After the triple, he immediately bounced back by holing a 20-foot putt for birdie at the 16th. Then his 12-foot birdie chip on the 17th grazed the cup and settled an inch from the hole. The normally deadpan Dufner raised his wedge in the air dramatically and gasped "Oh my God" when the ball didn't drop.

To finish, he didn't do anything more than rip a tee shot 310 yards down the center cut of the fairway and then connect a long iron to 12 feet. That birdie attempt would also just miss, but by then it was a little too late. He ended up finishing T-4, and four shots back of Rose's winning number.

"It's a tough tee shot," Dufner said of the 15th. "The wind is pushing the ball to the bunkers where you don't want to be. Then you've got out-of-bounds literally one pace from the fairway, which is a little unnerving. It's the kind of hole that you feel like you want to push at it off the tee, because the green is very severe and it could be one of your last realistic birdie chances. But as I learned today, you can definitely pay the price for pushing it."
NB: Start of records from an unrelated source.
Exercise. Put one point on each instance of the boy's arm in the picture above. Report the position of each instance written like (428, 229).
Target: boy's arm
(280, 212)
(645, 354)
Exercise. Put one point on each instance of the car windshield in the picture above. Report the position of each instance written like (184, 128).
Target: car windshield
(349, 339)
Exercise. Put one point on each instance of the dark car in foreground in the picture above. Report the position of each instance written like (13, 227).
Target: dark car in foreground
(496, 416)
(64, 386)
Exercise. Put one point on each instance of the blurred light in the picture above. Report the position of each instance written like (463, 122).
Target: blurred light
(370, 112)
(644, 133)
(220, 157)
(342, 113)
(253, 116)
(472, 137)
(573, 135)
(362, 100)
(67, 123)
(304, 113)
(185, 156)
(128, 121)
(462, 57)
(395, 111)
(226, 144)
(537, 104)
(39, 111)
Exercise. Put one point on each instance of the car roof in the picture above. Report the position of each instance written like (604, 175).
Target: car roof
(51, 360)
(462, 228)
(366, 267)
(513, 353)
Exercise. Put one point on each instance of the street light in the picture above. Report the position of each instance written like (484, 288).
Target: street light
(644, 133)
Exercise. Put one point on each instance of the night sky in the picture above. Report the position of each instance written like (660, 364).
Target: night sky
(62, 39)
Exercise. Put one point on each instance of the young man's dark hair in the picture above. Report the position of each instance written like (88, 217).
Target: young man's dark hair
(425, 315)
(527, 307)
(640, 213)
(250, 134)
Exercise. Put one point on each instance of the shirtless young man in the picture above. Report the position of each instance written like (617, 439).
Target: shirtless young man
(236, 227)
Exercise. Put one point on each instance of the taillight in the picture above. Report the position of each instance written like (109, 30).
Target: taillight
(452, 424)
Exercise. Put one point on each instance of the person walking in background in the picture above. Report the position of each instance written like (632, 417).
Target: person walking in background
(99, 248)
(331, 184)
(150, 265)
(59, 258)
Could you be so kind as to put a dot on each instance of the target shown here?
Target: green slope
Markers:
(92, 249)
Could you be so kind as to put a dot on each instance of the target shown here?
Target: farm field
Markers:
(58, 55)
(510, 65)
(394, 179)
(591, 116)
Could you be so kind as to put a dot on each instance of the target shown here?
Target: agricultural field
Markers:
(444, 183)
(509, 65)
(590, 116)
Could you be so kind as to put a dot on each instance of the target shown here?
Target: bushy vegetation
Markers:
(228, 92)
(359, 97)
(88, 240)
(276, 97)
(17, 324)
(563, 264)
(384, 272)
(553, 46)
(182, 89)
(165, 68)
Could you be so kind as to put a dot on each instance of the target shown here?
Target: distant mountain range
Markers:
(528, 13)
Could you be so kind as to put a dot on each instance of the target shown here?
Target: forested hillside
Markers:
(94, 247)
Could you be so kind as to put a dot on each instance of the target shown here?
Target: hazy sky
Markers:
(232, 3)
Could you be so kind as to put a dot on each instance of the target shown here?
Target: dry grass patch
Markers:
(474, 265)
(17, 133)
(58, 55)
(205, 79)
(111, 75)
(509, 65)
The 15th produced 18 "other" scores, more than double the amount of any other hole. It's where Sergio Garcia hit three tee shots out-of-bounds en route to a 10 on Saturday when he played the rest of the course in one-under par.

After signing his card, Dufner kissed his wife and told her one word: "Media." Head down, he waited in complete silence for a technical difficulty with a TV camera to get sorted. Then he was led 10 feet in front of another camera. At this point the leaders were making the turn and bouncing around both sides of even par. But Dufner seemed to know better than any of the reporters what his total of five over meant.

With puffy eyes, he held it together for two last thoughts. "I've had some tough finishes in majors and I'd really like to win one. If you don't take the chances you never know."